Comparison of a Spectral Bin and Two Multi-Moment Bulk Microphysics Schemes for Supercell Simulation: Investigation into Key Processes Responsible for Hydrometeor Distributions and Precipitation

There are more uncertainties with ice hydrometeor representations and related processes than liquid hydrometeors within microphysics parameterization (MP) schemes because of their complicated geometries and physical properties. Idealized supercell simulations are produced using the WRF model coupled with “full” Hebrew University spectral bin MP (HU-SBM), and NSSL and Thompson bulk MP (BMP) schemes. HU-SBM downdrafts are typically weaker than those of the NSSL and Thompson simulations, accompanied by less rain evaporation. HU-SBM produces more cloud ice (plates), graupel, and hail than the BMPs, yet precipitates less at the surface. The limiting mass bins (and subsequently, particle size) of rimed ice in HU-SBM and slower rimed ice fall speeds lead to smaller melting-level net rimed ice fluxes than those of the BMPs. Aggregation from plates in HU-SBM, together with snow–graupel collisions, leads to a greater snow contribution to rain than those of the BMPs. Replacing HU-SBM’s fall speeds using the formulations of the BMPs after aggregating the discrete bin values to mass mixing ratios and total number concentrations increases net rain and rimed ice fluxes. Still, they are smaller in magnitude than bulk rain, NSSL hail, and Thompson graupel net fluxes near the surface.
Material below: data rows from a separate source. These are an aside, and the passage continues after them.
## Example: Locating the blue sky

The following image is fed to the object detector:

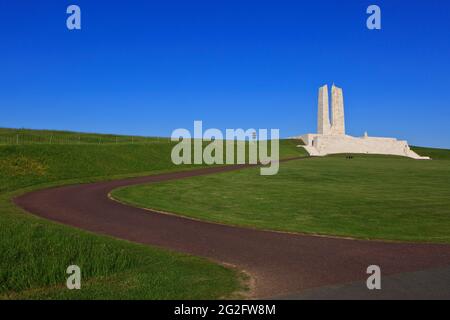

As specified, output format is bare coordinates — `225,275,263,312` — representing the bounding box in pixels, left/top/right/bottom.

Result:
0,0,450,148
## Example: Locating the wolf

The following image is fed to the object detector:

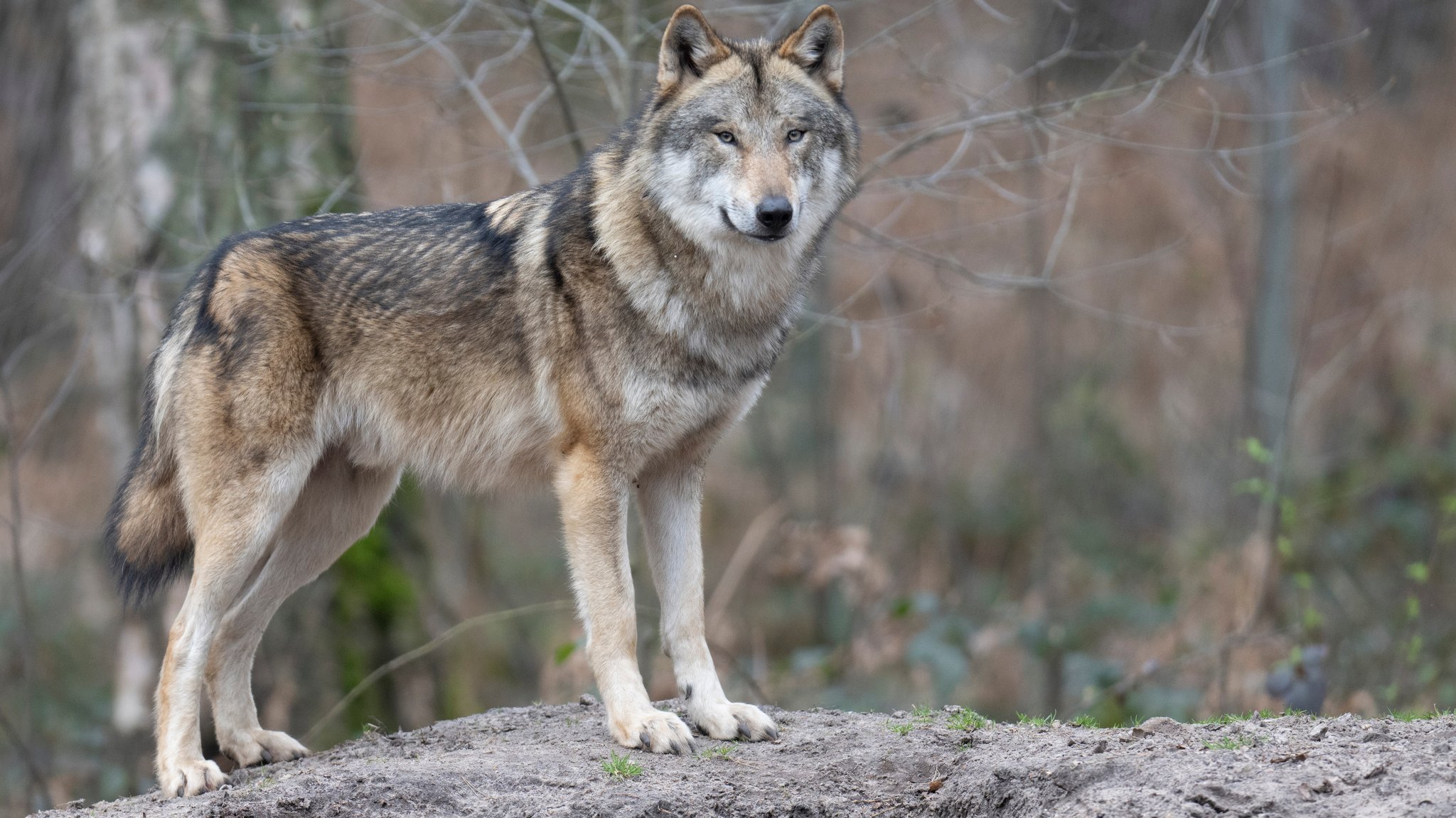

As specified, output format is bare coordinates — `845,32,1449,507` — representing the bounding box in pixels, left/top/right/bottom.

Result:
105,6,859,797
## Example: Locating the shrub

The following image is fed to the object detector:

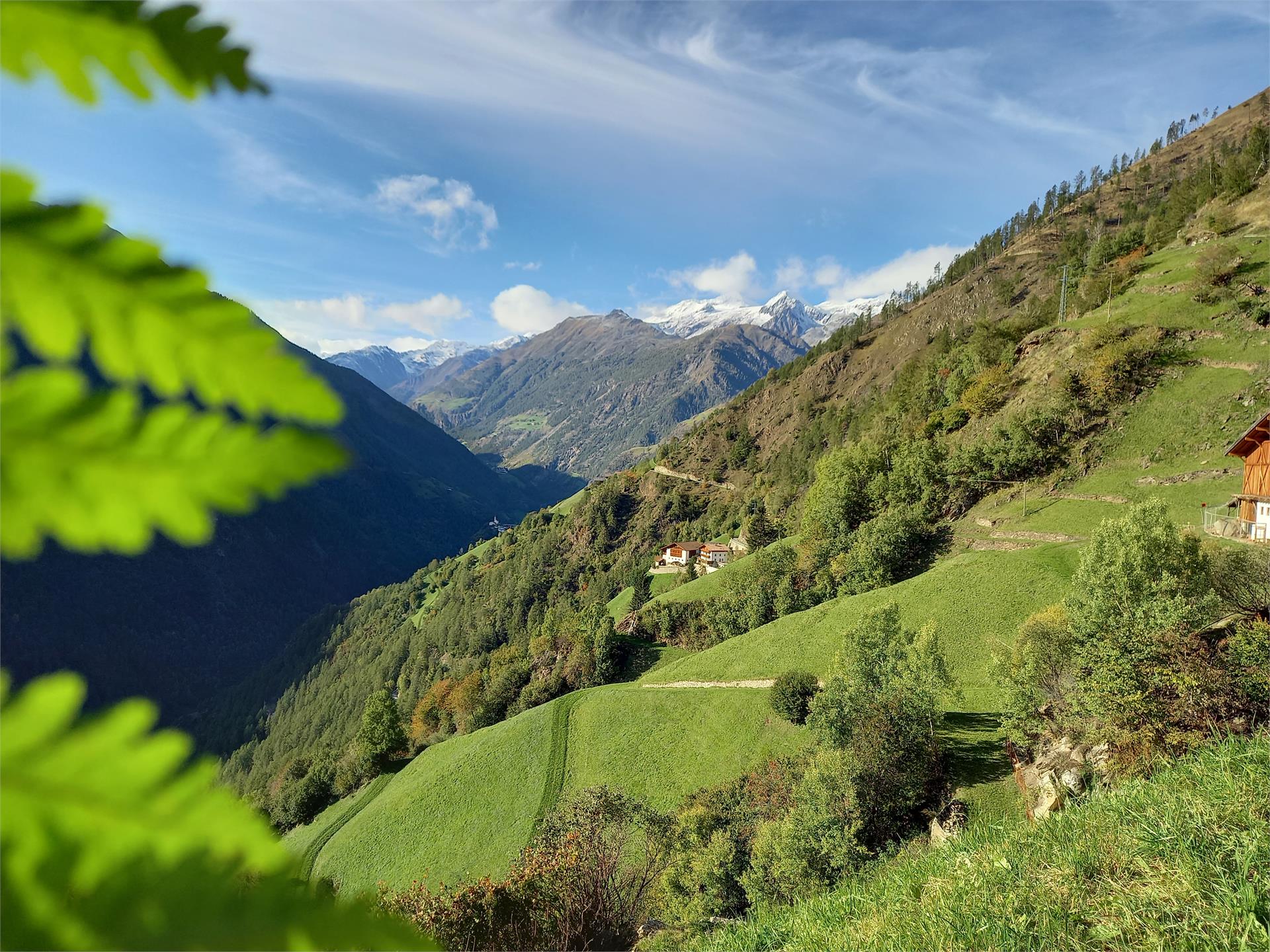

Conversely, the melting-layer net rimed ice fluxes are reduced when the fall speeds for the NSSL and Thompson simulations are calculated using HU-SBM fall speed formulations after discretizing the bulk particle size distributions (PSDs) into spectral bins. The results highlight precipitation sensitivity to storm dynamics, fall speed, hydrometeor evolution governed by process rates, and MP PSD design.